I think I'm talking myself into a few new cell phones. I know the deal if I go phone route, But radios I've never personaly owned, is there anything I should know about 2 way radios that maybe I dont but should?


----------



## dieselss (Jan 3, 2008)

Well. If your gunna give them hand held radios then you'll get the same replies. Left it ________ forgot it. 
Phones are there's and they show ownership towards them.


----------



## hansenslawncare (Feb 23, 2012)

What about CB's?


----------



## Liberty LLC (Dec 23, 2011)

CBs aren't supposed to be used for business. Radios distance is an issue as well cost of radio. Cost of using the frequency it costs about 15k around here and the range is about 10 miles.


----------



## BC Handyman (Dec 15, 2010)

15K yikes!!! must be alot of alot of people wanting radio freq, I think pay & talk cell phones are the best answer for me. one prob with phones is it's illegal to talk & drive, where as a radio is allowed. Hope I can find cheap phones with good speakerphone.


----------



## dieselss (Jan 3, 2008)

So how are you going to limit the use of the phones? If you do a prepaid phone with X minutes, and the employee uses it for personal and uses up the minutes before a storm then what's the option?


----------



## BC Handyman (Dec 15, 2010)

if they use it all up for personal then they catch heck from me, what I can do is put each phone on a prepaid plan. So say i put $20 on each phone each month, with that $20 I can buy $5 text plan(100 texts) and $15 calling plan(30 min or.20/min) so if they use up the 30 min it cuts them off, they would have to pick up & leave phone at shop/work. I can track what amount of minutes they using on the phone co website to see if they using it for personal calls. Texts I cant track though.


----------



## Grassman09 (Mar 18, 2009)

You live in B.C. and have big bad telus why not use the Mike system? If you need a bunch of phones I'm sure they will give you a deal. With the Mike system you have the best of both worlds or you can just have the Push to talk aka direct connect feature. They have some rugged phones that can be dropped get water and snow on them no problems.

I used to use that but found it was not working too well here anymore.
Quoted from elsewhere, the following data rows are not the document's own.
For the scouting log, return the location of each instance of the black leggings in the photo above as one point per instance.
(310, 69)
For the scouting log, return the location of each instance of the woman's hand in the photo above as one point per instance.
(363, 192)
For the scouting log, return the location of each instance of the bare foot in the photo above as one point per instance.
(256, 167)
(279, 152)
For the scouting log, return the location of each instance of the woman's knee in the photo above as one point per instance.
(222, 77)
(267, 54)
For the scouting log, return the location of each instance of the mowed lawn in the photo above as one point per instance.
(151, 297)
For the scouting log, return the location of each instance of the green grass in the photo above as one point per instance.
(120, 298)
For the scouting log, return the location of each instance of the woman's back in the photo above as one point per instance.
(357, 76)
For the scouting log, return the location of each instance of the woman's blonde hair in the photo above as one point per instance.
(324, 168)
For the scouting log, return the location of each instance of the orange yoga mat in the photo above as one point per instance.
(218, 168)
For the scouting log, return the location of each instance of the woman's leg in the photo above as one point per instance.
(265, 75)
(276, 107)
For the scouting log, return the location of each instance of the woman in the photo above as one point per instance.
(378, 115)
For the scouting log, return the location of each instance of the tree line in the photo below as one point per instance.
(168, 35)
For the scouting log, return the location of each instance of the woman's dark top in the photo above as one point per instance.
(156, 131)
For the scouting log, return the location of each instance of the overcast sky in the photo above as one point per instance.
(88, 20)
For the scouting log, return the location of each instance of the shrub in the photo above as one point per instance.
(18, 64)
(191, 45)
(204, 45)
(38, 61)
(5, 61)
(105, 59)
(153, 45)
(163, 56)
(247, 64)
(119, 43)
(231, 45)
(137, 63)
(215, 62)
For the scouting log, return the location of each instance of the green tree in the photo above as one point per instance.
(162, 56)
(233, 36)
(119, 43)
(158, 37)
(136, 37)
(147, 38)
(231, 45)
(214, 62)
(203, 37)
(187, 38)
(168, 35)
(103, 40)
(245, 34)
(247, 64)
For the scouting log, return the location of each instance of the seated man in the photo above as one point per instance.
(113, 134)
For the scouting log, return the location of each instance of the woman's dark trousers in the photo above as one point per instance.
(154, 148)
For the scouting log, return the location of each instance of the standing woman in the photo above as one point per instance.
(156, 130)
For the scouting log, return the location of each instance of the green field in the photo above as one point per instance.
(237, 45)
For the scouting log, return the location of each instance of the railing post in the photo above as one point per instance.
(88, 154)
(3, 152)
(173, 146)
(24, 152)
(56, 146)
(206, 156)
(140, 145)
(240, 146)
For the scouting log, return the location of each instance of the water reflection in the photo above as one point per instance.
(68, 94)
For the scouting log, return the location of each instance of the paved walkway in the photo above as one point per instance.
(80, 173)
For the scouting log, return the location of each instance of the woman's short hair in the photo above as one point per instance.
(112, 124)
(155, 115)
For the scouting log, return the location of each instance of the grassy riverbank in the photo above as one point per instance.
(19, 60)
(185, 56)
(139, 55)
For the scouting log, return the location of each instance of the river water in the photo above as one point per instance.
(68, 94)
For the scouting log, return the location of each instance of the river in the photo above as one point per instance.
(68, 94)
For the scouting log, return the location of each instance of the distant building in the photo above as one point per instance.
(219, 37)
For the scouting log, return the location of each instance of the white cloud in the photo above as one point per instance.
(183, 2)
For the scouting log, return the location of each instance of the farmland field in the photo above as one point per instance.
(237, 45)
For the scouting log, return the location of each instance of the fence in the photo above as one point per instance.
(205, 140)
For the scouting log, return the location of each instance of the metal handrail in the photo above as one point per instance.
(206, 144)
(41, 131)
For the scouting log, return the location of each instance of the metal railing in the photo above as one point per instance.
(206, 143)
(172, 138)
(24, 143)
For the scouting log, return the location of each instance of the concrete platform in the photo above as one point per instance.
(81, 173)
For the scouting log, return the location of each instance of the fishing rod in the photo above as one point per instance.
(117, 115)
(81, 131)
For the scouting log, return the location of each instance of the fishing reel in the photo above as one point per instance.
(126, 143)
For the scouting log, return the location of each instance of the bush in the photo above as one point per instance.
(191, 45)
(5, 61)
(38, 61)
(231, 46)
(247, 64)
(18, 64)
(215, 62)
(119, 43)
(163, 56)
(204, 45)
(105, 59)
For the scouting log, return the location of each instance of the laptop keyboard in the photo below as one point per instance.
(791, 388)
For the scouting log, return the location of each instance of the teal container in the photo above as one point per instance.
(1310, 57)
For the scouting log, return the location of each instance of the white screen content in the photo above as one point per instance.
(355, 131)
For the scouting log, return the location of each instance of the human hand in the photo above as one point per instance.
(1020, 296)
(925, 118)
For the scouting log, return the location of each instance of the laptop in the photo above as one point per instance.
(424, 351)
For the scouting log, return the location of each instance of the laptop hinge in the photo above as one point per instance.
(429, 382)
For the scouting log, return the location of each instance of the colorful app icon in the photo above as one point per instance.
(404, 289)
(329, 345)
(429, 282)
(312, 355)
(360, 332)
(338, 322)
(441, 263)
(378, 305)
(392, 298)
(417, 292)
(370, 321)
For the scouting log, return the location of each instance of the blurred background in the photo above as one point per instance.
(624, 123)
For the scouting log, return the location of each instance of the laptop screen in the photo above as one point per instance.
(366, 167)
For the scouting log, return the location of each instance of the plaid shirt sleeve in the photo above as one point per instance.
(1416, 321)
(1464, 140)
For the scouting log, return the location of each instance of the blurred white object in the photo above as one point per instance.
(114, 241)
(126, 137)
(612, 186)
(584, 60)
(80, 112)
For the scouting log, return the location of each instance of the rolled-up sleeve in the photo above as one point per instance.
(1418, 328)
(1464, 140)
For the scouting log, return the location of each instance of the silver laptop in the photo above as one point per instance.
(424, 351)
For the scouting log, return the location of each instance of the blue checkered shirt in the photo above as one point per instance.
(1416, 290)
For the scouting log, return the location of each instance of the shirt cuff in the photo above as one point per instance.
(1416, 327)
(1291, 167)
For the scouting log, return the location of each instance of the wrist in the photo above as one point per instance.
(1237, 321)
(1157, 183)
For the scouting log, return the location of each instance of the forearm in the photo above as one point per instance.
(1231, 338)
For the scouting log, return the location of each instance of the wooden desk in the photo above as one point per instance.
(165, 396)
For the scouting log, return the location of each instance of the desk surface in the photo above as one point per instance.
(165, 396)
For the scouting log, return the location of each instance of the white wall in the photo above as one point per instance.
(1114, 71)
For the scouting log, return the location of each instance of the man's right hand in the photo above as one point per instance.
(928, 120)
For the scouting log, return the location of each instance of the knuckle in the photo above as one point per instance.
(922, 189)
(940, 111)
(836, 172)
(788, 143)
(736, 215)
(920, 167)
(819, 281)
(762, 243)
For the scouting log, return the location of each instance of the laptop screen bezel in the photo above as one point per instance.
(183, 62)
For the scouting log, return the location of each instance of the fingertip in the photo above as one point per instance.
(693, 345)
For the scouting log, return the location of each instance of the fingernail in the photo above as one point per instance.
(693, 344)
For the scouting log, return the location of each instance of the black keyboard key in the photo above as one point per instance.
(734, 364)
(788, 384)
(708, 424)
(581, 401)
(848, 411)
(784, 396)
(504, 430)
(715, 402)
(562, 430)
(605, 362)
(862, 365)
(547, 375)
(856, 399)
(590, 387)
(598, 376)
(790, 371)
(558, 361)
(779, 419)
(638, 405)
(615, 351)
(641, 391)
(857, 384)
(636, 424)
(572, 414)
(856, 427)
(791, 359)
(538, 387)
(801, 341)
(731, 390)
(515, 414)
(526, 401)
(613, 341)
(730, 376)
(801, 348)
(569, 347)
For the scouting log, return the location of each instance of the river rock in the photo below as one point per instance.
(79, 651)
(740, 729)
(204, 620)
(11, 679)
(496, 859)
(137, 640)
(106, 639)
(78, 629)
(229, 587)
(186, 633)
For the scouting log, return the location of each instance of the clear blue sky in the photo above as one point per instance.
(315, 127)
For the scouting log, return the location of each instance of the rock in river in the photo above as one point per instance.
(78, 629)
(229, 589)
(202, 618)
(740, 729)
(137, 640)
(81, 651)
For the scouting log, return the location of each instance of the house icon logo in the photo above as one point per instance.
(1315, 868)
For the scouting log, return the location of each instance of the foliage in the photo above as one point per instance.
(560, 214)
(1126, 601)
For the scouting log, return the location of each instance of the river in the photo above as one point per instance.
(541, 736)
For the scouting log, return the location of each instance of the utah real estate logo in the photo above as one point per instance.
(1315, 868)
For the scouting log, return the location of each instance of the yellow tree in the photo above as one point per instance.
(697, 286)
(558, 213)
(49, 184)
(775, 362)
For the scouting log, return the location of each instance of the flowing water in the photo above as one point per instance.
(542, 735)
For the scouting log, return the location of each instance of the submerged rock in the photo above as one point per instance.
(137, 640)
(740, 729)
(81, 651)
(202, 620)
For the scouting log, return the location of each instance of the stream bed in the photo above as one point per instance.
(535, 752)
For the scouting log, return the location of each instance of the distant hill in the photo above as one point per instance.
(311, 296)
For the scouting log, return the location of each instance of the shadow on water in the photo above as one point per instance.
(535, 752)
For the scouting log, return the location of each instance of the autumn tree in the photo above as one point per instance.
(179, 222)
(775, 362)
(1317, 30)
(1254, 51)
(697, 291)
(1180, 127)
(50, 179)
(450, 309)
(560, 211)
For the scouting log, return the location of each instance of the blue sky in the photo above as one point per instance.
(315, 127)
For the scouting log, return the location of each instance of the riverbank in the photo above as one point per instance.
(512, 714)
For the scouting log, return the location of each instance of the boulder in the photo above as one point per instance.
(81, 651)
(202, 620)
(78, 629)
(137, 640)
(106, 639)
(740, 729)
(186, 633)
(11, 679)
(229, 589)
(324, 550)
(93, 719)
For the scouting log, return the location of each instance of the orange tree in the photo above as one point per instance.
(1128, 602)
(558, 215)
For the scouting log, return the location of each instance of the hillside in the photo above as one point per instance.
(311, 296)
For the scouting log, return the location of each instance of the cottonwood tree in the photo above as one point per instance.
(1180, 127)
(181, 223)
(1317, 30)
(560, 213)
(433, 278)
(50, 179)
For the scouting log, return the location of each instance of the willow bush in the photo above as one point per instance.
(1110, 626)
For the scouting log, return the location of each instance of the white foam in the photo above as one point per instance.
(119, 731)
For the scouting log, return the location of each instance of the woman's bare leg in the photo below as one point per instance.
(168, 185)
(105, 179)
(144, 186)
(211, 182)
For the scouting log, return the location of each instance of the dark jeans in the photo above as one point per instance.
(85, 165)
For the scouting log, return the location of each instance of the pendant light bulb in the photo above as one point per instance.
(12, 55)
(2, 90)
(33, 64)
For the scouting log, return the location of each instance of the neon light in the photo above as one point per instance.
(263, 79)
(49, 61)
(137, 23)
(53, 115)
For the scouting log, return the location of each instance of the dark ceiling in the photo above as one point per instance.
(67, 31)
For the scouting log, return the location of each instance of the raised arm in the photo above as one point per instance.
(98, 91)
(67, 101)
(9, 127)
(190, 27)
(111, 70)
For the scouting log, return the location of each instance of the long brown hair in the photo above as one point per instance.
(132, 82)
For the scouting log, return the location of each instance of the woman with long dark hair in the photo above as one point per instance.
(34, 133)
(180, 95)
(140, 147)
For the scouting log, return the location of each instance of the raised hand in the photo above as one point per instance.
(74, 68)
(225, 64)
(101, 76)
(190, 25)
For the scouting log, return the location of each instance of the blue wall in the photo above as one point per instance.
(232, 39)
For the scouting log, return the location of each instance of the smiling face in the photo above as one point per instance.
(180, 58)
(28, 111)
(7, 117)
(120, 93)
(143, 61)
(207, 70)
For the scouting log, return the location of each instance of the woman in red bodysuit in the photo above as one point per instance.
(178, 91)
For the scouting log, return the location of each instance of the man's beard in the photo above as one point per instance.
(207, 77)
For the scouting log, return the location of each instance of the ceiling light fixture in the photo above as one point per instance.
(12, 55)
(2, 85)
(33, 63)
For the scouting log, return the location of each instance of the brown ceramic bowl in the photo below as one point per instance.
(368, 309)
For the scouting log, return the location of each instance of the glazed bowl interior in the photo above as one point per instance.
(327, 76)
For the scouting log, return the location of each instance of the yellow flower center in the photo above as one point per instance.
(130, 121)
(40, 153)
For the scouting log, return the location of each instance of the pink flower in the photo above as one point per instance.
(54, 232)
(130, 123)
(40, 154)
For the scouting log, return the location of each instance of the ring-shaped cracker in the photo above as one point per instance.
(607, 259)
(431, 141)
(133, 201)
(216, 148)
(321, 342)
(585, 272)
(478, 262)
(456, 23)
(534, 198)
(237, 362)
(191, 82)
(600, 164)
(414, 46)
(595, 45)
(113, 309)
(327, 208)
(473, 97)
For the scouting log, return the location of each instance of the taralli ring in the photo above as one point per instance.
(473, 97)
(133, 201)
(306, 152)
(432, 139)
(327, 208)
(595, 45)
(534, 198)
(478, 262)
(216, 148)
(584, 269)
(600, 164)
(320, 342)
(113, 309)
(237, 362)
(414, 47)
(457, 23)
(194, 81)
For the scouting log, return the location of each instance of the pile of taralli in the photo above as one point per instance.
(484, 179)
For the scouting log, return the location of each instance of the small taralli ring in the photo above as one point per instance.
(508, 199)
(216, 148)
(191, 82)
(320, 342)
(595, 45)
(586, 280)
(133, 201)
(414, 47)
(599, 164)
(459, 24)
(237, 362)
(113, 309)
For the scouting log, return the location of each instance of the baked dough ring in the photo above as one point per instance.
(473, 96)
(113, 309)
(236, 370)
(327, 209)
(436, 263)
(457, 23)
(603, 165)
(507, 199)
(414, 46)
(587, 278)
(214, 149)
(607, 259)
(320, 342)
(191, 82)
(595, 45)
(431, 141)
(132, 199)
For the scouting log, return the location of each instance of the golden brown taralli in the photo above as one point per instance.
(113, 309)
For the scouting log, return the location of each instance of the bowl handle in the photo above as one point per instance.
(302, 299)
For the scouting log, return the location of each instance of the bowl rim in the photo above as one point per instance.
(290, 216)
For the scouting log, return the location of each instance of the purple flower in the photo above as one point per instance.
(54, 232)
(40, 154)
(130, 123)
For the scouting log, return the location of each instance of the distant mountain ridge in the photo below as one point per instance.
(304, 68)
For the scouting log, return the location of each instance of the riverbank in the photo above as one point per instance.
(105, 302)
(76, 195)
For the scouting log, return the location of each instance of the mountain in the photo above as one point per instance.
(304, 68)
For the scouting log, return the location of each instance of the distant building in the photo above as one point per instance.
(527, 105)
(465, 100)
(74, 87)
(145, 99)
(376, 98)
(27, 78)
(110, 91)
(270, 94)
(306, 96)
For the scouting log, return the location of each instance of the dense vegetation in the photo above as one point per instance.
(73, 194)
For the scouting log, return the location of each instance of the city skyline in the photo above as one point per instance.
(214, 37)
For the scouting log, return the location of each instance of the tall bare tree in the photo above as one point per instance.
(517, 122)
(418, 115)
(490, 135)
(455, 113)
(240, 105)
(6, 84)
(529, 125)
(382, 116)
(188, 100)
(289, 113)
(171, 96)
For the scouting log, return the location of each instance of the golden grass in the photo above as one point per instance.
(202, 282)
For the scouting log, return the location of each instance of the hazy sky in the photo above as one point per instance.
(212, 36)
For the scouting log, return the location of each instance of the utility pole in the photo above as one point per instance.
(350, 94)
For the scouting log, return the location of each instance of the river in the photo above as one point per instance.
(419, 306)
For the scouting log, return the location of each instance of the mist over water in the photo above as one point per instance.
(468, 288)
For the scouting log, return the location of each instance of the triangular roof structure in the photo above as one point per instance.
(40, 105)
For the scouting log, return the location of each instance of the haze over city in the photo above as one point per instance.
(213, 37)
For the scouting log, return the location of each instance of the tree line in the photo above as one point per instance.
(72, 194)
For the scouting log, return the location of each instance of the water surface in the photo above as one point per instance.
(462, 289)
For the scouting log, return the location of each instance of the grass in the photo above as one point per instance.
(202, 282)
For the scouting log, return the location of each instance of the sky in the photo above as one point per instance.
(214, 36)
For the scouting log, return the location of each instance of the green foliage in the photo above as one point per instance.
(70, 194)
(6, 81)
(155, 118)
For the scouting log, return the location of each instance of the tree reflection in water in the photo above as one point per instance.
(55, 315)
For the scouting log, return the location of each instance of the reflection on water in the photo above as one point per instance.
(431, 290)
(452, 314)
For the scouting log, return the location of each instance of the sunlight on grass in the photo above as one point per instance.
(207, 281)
Most guys that worked for me have BB's or I phones.

The walkie talkies that Home Depot Cdn Tire and places sell now go up to 60km I think I saw. No cost for air time or frequency just batteries.

Motorolla I686 phone. You can prob get them cheap off ebay from the USA. I always have. I have a few of the older mike phones i580s and blackberrys. They also work off the network as just walkie talkies what they call talk around, however range is a issue with that function.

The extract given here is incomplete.